Second, she argues the affirmative defense of laches bars the will’s admittance. We affirm.
The facts of this case are mostly undisputed. The decedent, Kenneth A. Romancik died
on July 18, 2001 in El Paso. He was married to Carol Romancik at the time of his death. He did
not have any children.
Shortly after her husband’s death, Carol filed a small estate administration. Through the
administration, Carol transferred the title on Kenneth’s vehicle and collected his final paycheck.
At the time of the administration, Carol was not aware that Kenneth had a will.

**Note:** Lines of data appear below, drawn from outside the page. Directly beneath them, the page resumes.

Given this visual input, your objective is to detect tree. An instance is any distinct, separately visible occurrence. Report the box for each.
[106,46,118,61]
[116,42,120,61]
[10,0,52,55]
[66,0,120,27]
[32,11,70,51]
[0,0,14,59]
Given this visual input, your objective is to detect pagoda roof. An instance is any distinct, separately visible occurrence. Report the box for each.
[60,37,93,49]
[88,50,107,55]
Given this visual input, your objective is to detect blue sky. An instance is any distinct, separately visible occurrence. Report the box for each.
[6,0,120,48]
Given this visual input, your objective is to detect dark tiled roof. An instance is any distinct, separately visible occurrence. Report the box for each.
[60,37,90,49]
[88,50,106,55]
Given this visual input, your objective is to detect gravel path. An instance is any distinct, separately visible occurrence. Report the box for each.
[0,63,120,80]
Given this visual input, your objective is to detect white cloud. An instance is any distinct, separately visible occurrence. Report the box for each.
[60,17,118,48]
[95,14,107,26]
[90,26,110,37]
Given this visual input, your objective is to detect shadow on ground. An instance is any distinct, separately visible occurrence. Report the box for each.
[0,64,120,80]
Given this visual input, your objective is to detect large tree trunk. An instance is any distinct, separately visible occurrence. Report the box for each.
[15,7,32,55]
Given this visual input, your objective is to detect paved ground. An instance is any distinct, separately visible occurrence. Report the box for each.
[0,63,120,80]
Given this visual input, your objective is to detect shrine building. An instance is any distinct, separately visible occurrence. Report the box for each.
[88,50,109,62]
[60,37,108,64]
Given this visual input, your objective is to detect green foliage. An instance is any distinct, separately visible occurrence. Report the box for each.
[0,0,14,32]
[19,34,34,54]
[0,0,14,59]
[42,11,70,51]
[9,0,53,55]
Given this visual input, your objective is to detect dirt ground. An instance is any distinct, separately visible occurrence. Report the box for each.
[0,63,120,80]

Nothing further happened until June 7, 2005, when Genevieve Romancik, Kenneth’s
mother, filed a application to probate the will, the subject of this appeal (“the will”). The will is
four typed pages titled, “LAST WILL AND TESTAMENT OF Kenneth A. Romancik.” It states:
[Page A]
LAST WILL AND TESTAMENT OF
Kenneth A. Romancik
I.
I, Kenneth A Romancik, residing at El Paso, Texas, being of sound mind
and in the contemplation of the certainty of death, do hereby declare this
instrument to be my last will and testament.
II.
I hereby revoke all previous wills and codicils.
III.
I direct that the disposition of my remains be as follows:
I want to have a military funeral in El Paso, Texas.
IV.
I give all the rest and residue of my estate to the following individuals,
share and share alike:
Genevieve Romancik
If none of my designated beneficiaries survives me, I give all the rest and residue
of my estate to Carol A. Romancik. If neither [Genevieve Romancik] nor Carol A.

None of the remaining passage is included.